らんかみち

童話から老話まで

ヒジキって、密漁じゃないよ

2015年03月15日 | 暮らしの落とし穴
            

 プチ施行(せぎょう)をしたら地元特産の乾燥ヒジキをいただいたので、本日はヒジキの炊いたん。ん? ヒジキを炊く、というのは間違った表現かも。というのも、ヒジキは元々炊いたものだから。

 乾燥ヒジキを作る工程を詳らかにすると、まず未明に目を覚まして家を出る。磯に到着した頃は大潮の干潮手前で、ヒジキの繁茂域が干上がっている。股間まで達する長靴を履いて岩場に入り、潮が満ちてくる数時間の間に急いでヒジキを刈り取る。
 それを2時間ほど茹でるらしいけど、そのときに茹で上げた柔らかさが、水戻ししたときの柔らかさを決定するという。

 文章に書いてノウハウや緊張感を伝えることが難しいけど、海が荒れていたら人は波にさらわれるだろう。それに、一年中で最も寒いときこそが海の中の春だから、人がヒジキを刈るのは命がけだ。あっ、密漁だったら海上保安庁に狩られるかもね。

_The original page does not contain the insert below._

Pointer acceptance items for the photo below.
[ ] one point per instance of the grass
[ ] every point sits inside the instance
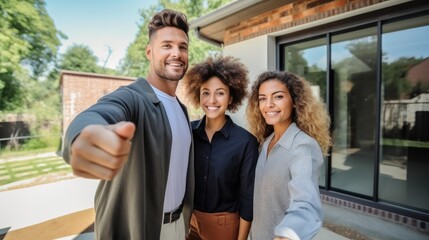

 みんながみんな暗い内に密漁をしているっていうんじゃない。太陽と月による地球を巡る恋の駆け引きによって大きな潮の満ち欠けが生まれる1月末から今ごろがヒジキ漁にちょうど良い潮なんだそうな。

 当地に生まれながらヒジキに関する諸々の事情を知ったのは、つい最近のこと。モズクが当地で採れるのも知らなかった。生きていくだけなら、自給自足でなんとかやれる地域かも知れない。